# Intel DX58SO and memory slots



## jaelkay (Jan 8, 2009)

Just installed a DX58SO board and 920 processor with Kingmax RAM but two of the slots on the board simply will not work. 

The first two slots - Channel A Dimm 1 and Channel A Dimm 0 both work but Channels B and C will not work. If I populate either or both of them, the computer will not boot and gives three slow beeps indicating a RAM problem. 

Is there something I've not done, could be board be dodgy, or is the memory the problem. 

The memory is Kingmax FLFE85F 1333 MHz in 2GB sticks. 
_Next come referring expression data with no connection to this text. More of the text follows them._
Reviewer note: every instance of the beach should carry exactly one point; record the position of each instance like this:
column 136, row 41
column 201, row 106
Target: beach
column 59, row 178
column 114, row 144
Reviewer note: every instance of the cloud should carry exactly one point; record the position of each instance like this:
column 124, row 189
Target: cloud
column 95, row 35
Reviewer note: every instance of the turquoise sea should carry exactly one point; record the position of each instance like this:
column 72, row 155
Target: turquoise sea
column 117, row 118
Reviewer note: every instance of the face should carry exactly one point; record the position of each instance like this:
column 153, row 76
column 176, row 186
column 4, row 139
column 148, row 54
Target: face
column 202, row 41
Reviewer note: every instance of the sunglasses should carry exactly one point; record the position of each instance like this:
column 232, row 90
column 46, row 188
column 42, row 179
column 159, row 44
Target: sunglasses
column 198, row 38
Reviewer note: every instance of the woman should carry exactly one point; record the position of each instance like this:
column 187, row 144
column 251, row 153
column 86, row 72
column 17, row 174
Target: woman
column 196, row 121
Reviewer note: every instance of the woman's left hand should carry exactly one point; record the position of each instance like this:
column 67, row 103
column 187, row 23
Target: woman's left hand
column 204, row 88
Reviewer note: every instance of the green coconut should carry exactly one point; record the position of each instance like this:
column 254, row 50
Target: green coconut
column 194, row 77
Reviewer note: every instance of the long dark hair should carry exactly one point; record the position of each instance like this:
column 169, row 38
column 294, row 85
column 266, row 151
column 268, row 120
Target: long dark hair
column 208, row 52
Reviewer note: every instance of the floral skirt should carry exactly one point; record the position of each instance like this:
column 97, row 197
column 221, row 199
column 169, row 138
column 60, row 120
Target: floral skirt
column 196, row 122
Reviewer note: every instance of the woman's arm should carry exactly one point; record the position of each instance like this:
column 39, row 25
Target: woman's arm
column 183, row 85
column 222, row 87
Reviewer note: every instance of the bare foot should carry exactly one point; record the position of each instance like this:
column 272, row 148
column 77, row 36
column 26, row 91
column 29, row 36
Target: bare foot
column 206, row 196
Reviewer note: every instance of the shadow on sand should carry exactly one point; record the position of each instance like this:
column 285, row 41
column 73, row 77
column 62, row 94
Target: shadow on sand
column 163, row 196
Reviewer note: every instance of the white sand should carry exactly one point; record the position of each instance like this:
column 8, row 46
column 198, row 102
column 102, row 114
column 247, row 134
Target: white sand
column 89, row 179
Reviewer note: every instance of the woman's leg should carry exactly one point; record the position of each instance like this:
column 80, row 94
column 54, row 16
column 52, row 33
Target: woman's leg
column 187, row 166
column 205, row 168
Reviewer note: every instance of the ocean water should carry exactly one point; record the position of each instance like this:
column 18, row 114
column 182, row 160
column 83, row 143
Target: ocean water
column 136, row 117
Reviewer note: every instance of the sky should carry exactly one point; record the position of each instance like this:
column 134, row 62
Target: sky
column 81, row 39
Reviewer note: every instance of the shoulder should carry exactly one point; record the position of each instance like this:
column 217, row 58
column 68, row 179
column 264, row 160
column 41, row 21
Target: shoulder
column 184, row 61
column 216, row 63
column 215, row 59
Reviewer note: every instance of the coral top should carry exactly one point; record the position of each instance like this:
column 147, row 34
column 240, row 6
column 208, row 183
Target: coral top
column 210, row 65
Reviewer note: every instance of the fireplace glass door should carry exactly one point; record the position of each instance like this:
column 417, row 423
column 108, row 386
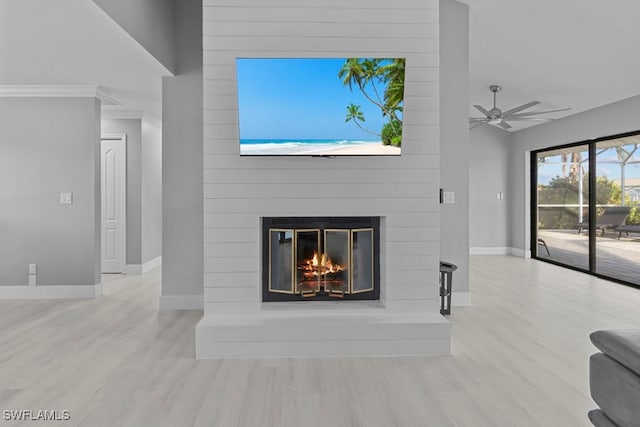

I flashed the BIOS this evening with the latest version. 

Appreciate advice. 

John


----------



## itendo (Jan 22, 2009)

I installed my RAM in the Channel A slots (the two closest to the 920) and it works fine; why are you trying to install the sticks in the further slots? Or is your problem in adding additional sticks beyond the first two? (i also have a 920 on a DX58SO with 2x2g sticks of DDR3 1333.)


----------



## itendo (Jan 22, 2009)

I don't know if you're still following this thread but the online version of the DX58so manual has a more articulate explanation. If you follow this link to page 38-9 http://static.compusa.com/pdf/Intel Desktop Board DX58SO Product Manual.pdf of the PDF, it lets you know how to install the memory.

like i said above, i have mine installed in the DIMM A 0 & 1 slots and now i am going to try the B & C slots to see if i get less of a performance drag.


----------